"Das Zusammenwachsen auf der Kundenseite zeichnet die W&W aus"

links Professor Fred Wagner, rechts Thomas Bischof Vorstandsvorsitzender der Württembergischen Versicherung AG und Württembergischen Lebensversicherung AG
740px 535px

Was ist die W&W Gruppe? Eine Bausparkasse mit angehängter Versicherungsabteilung? Ein Versicherungskonzern mit angehängter Bausparkasse? Ein integrierter Allfinanzkonzern oder eine zufällige Anhäufung von Finanzdienstleistern? Fred Wagner, Professor für Versicherungsbetriebslehre an der Universität Leipzig und Gastgeber des Videomagazins #fredwagner fühlte in der dreizehnten Ausgabe des Magazins Thomas Bischof, dem Vorstandsvorsitzenden der Württembergischen Versicherung AG und der Württembergischen Lebensversicherung AG auf den Zahn.

Zufällig sei die Zusammenstellung nicht, entgegnete Bischof. Denn es gebe ja eine Leitidee, der sich sein Haus verschrieben habe. "Die Leitidee ist die des Vorsorgespezialisten und die ist inhärent kundenorientiert", so der Vorstandsvorsitzende. Das Zusammenspiel von Bausparkasse und Versicherer, wenn es beispielsweise um das Thema langfristige Altersvorsorge gehe, funktioniere unglaublich gut. Wenn man mit Kunden über Altersvorsorge spreche, "differenzieren wir in unserem Beratungsansatz nicht mehr zwischen den verschiedenen Dimensionen", so Bischof weiter. Im Unternehmen gebe es Versicherungsvermittler, die erfolgreich Investmentprodukte verkauften und Bausparvermittler, die viel im Bereich Lebensversicherung machten. "Das heißt, das Zusammenwachsen auf der Kundenseite, ist das, was die W&W auszeichnet", so seine Einschätzung.

Wo liegen Schwächen?

Bei seinem Eintritt in die Gruppe im Juli 2017 habe er ein Unternehmen vorgefunden, in dem viele sehr engagierte Menschen über sehr tiefe und fundierte Fachkompetenz verfügen. Das zeige sich beispielsweise am Erfolg im Firmenkundengeschäft im vergangenen Jahr: "Wir haben durchgängig in der ganzen Wertschöpfungskette Vermittler, Underwriter und Menschen in den Fachsparten, die in der Lage sind, komplexeste Risiken zu bewerten und dann Lösungen zu finden, für Probleme die der Kunde offensichtlich hat".

Die W&W-Gruppe habe ihn nicht nur geholt, weil sie nur Stärken habe, hakte Wagner im Interview nach und wollte wissen, wo er Schwächen im Unternehmen sehe.
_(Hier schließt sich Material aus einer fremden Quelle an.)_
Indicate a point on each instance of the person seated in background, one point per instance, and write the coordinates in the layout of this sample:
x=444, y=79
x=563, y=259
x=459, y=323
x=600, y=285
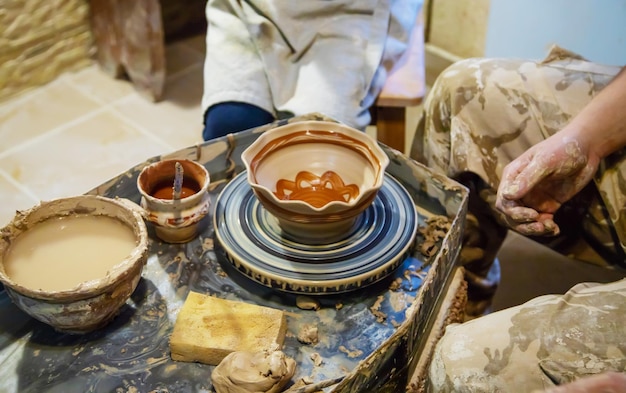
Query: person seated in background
x=541, y=146
x=273, y=59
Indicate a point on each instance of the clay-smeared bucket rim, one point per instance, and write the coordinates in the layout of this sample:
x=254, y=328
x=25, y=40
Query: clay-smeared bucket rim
x=120, y=209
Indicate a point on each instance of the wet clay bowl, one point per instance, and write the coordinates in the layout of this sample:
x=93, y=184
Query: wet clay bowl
x=175, y=220
x=73, y=262
x=315, y=177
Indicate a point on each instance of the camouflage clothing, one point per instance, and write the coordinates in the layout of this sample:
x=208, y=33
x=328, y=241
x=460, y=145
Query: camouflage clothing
x=553, y=339
x=483, y=113
x=480, y=115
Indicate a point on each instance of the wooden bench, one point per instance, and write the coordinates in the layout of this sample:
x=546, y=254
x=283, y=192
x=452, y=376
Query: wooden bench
x=405, y=87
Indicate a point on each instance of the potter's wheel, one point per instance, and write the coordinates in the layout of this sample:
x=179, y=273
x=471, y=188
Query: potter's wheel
x=255, y=244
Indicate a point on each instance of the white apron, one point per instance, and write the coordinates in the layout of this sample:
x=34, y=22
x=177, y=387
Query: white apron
x=292, y=57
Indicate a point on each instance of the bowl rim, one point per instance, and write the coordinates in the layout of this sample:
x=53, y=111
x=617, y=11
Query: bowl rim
x=87, y=289
x=318, y=125
x=198, y=195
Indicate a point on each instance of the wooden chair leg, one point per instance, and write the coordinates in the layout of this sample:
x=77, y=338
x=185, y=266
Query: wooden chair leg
x=391, y=126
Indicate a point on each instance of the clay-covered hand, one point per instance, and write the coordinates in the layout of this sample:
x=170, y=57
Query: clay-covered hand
x=537, y=183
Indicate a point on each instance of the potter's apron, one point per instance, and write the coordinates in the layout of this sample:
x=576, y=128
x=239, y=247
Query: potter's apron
x=292, y=57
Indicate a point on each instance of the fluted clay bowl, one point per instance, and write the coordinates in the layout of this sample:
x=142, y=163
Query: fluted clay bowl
x=315, y=177
x=73, y=262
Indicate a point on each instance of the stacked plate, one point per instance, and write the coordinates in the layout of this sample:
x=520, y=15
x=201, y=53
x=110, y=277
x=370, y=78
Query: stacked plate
x=371, y=249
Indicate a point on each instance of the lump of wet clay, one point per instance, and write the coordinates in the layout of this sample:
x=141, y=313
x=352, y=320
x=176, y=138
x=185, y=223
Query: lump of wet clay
x=253, y=372
x=208, y=328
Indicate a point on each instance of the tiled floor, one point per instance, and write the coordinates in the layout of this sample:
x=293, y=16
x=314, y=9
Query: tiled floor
x=84, y=128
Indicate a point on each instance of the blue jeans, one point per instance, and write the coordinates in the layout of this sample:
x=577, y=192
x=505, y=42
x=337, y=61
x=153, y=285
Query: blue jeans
x=230, y=117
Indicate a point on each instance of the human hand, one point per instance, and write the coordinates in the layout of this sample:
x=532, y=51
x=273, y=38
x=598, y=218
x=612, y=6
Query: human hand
x=537, y=183
x=610, y=382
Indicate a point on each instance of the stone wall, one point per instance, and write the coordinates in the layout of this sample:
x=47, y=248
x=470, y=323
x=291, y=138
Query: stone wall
x=41, y=39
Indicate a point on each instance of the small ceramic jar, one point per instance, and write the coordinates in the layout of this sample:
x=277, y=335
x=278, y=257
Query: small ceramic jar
x=176, y=218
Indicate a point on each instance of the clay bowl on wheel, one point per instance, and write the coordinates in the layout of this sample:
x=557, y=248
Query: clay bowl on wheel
x=315, y=177
x=73, y=262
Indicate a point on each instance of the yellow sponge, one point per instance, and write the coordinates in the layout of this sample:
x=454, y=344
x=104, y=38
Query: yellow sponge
x=209, y=328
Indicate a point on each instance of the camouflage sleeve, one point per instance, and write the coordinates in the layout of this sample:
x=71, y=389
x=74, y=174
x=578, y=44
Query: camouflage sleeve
x=482, y=113
x=548, y=341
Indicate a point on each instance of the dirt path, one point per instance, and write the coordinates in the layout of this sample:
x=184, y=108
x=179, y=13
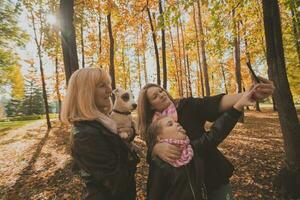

Bischof erläuterte, dass man als Unternehmen eigentlich klein genug sei, um Entscheidungen innerhalb eines Tages zu treffen. Häufig genug fühle man sich aber wie ein internationaler Großkonzern mit langen Abstimmungsprozessen. Hier wolle er die Fähigkeiten stärken, an allen Stellen an denen Kundenkontakt stattfinde, schnell zu entscheiden und die Chancen eines mittelgroßen Unternehmens zu nutzen. Die wesentliche Voraussetzung dafür sei noch mehr Kompetenz dorthin zu bringen, wo die Information und der Kontakt zum Kunden sei, zum Vertrieb und den Sachbearbeitern.

Das heiße auch Entscheidungskompetenz zu delegieren, so Wagner. "Absolut. Das bedeutet genau das", stimmte Bischof zu. Als Vorstand wolle er einen Rahmen setzen und dann darauf vertrauen, dass die Mitarbeiter so viel Kompetenz haben, dass sie richtig und kundenorientiert entscheiden.